Eliminate unnecessary clearing of a page's dirty mask. Instead, assert
that the page's dirty mask is clear.


191439 23-Apr-2009 kib

Do not call vm_page_lookup() from the ddb routine, namely from "show
vmopag" implementation. The vm_page_lookup() code modifies splay tree
of the object pages, and asserts that object lock is taken. First issue
could cause kernel data corruption, and second one instantly panics the
INVARIANTS-enabled kernel.

Take the advantage of the fact that object->memq is ordered by page index,
and iterate over memq to calculate the runs.

While there, make the code slightly more style-compliant by moving
variables declarations to the right place.

Discussed with: jhb, alc
Reviewed by: alc
MFC after: 2 weeks


191277 19-Apr-2009 kib

In both pageout oom handler and vm_daemon, acquire the reference to
the vmspace of the examined process instead of directly accessing its
vmspace, that may change. Also, as an optimization, check for P_INEXEC
flag before examining the process.

Reported and tested by: pho (previous version)
Reviewed by: alc
MFC after: 3 week


191263 19-Apr-2009 alc

Calling pmap_clear_modify() after calling pmap_remove_write() is pointless.
The latter function already clears the modified status from each of the
page's mappings.


191256 19-Apr-2009 alc

Allow valid pages to be mapped for read access when they have a non-zero
busy count. Only mappings that allow write access should be prevented by
a non-zero busy count.

(The prohibition on mapping pages for read access when they have a non-
zero busy count originated in revision 1.202 of i386/i386/pmap.c when
this code was a part of the pmap.)

Reviewed by: tegge


190949 11-Apr-2009 alc

Remove execute permission from the memory allocated by sbrk().

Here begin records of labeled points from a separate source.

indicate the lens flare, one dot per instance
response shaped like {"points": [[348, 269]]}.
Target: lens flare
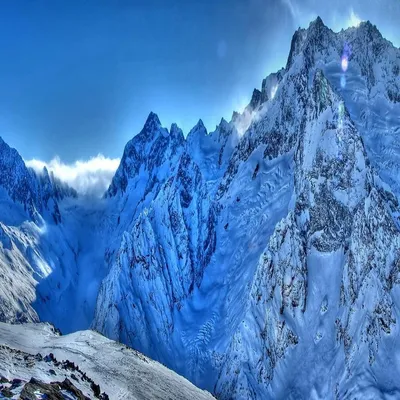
{"points": [[343, 81], [273, 91], [345, 63]]}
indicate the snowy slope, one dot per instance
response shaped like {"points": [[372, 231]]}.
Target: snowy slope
{"points": [[302, 187], [122, 373]]}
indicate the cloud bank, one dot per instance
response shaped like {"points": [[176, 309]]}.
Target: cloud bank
{"points": [[89, 177]]}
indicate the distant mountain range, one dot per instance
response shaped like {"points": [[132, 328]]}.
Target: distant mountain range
{"points": [[261, 260]]}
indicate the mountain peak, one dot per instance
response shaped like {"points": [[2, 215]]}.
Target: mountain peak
{"points": [[317, 22], [152, 122]]}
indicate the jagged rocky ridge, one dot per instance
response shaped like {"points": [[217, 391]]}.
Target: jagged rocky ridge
{"points": [[262, 260]]}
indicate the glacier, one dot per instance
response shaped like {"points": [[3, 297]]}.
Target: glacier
{"points": [[260, 260]]}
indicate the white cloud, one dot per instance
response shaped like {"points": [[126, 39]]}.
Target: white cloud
{"points": [[90, 177]]}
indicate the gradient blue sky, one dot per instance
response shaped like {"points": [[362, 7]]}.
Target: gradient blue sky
{"points": [[78, 78]]}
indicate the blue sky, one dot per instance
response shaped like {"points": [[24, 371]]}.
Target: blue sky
{"points": [[78, 78]]}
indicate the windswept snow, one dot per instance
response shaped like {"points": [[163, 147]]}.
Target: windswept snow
{"points": [[122, 373]]}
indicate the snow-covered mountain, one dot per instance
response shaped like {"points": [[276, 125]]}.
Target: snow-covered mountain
{"points": [[82, 365], [261, 260]]}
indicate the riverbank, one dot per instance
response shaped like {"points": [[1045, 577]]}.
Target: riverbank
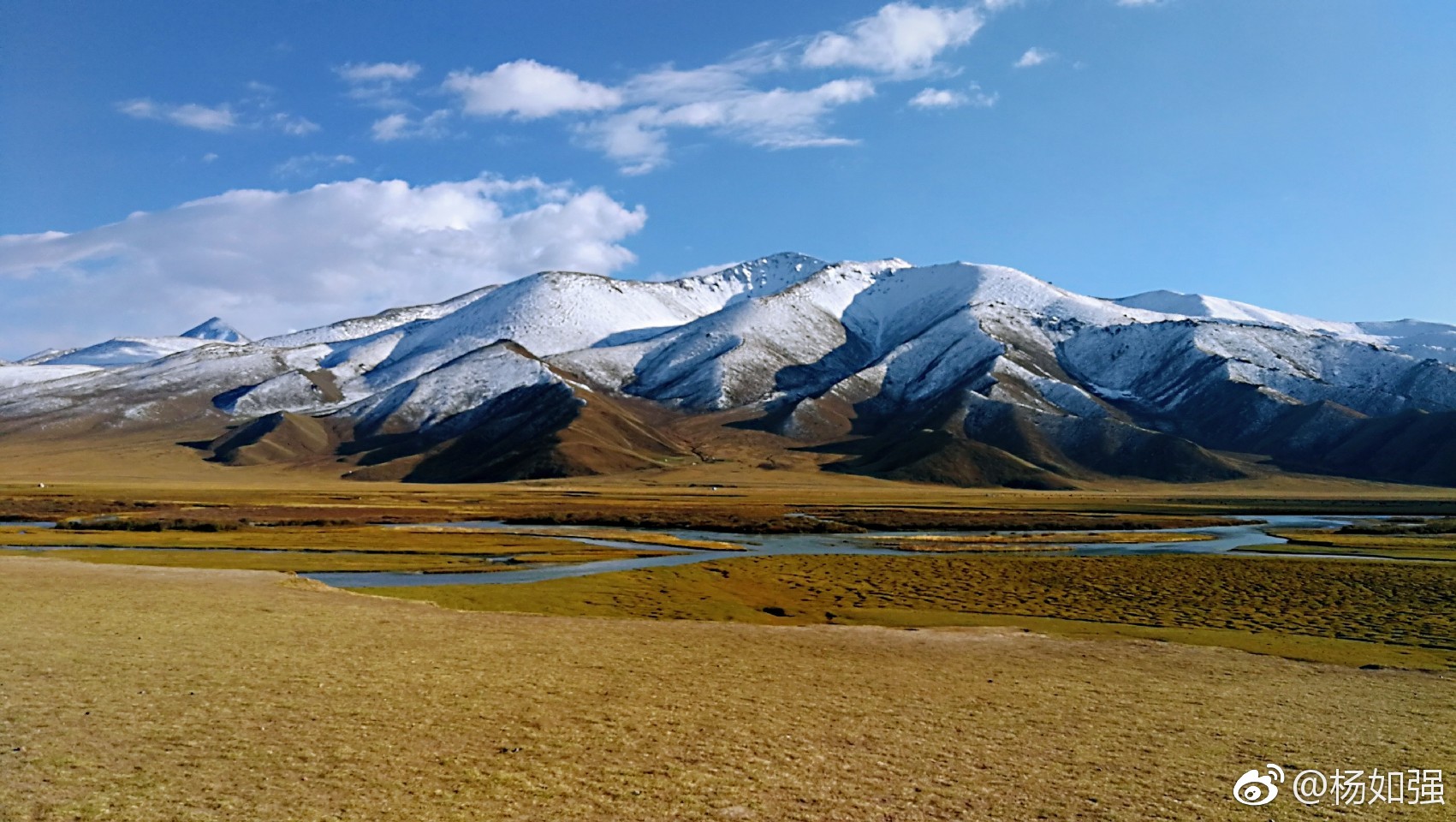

Pre-announced on: -arch (3/31/09)
Discussed with: rwatson
Tested by: marius (sparc64)


190912 11-Apr-2009 alc

Previously, when vm_page_free_toq() was performed on a page belonging to
a reservation, unless all of the reservation's pages were free, the
reservation was moved to the head of the partially-populated reservations
queue, where it would be the next reservation to be broken in case the
free page queues were emptied. Now, instead, I am moving it to the tail.
Very likely this reservation is in the process of being freed in its
entirety, so placing it at the tail of the queue makes it more likely that
the underlying physical memory will be returned to the free page queues as
one contiguous chunk. If a reservation must be broken, it will, instead,
be the longest unchanged reservation, which is arguably the reservation
that is least likely to ever achieve promotion or be freed in its entirety.

MFC after: 6 weeks


190886 10-Apr-2009 kib

When vm_map_wire(9) is allowed to skip holes in the wired region, skip
the mappings without any of read and execution rights, in particular,
the PROT_NONE entries. This makes mlockall(2) work for the process
address space that has such mappings.

Since protection mode of the entry may change between setting
MAP_ENTRY_IN_TRANSITION and final pass over the region that records
the wire status of the entries, allocate new map entry flag
MAP_ENTRY_WIRE_SKIPPED to mark the skipped PROT_NONE entries.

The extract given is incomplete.